C’est ce que Robert-Étienne Siméon me dit en riant. Compositeur et saxophoniste de la fanfare dynamite (dynamique !) Grüv’n Brass, c’est avec plaisir qu’il a accepté ma timide demande d’entrevue, moi ayant été charmée par la musique entraînante, chaude et chaleureuse créée par le groupe. Un groupe ? Une famille, presque. Tous originaires de Sherbrooke, ces amis d’enfance ont fait leurs études ensemble, à quelques années d’intervalles parfois, plongés dans l’univers de la musique dès leur jeunesse.

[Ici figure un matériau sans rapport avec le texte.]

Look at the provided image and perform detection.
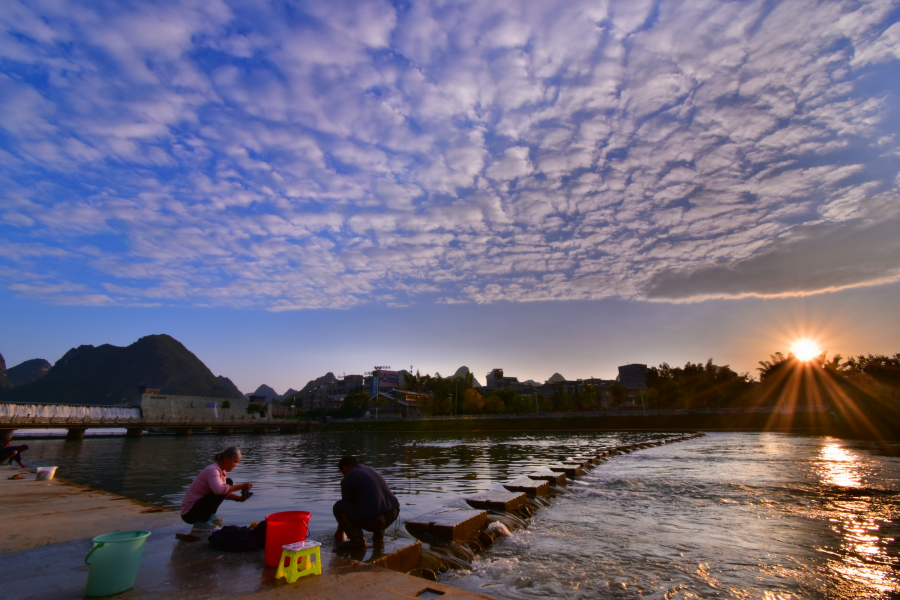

Inspirés par les groupes de leur temps, comme ceux d’autres époques -on cite donc autant Zappa que Zeppelin, Genesis, Rage Against the Machine ou les auteurs dits classiques, motivés par le contact avec le public, l’énergie des musiciens, et le côté organique et festif des cuivres, la fanfare dynamite est née il y a de cela huit ans. Comme quoi ça fait un petit moment qu’ils roulent leur bosse…
Tout d’abord six musiciens, ils ont effectué plusieurs contrats et même des tournées en France, dont une qui déboucha sur une collaboration avec une fanfare française, créant un collectif franco-québécois qui fit boule de neige… sur le nombre de musiciens de la fanfare. Parce que plus il y a de fous, plus on rit, plus il y avait de musiciens, plus l’esprit festif des compositions pouvait être restitué. « Ça apporte plus de contrastes, certains instruments faisant les graves alors que d’autres les aigus, pour une plus grande variété de timbres sonores et créer une musique plus riche », précise-t-il. « Les cuivres, c’est ce qui se rapproche le plus de la voix humaine, et ce qu’on cherche, c’est de rejoindre les gens, d’avoir un impact en jouant de nos instruments. »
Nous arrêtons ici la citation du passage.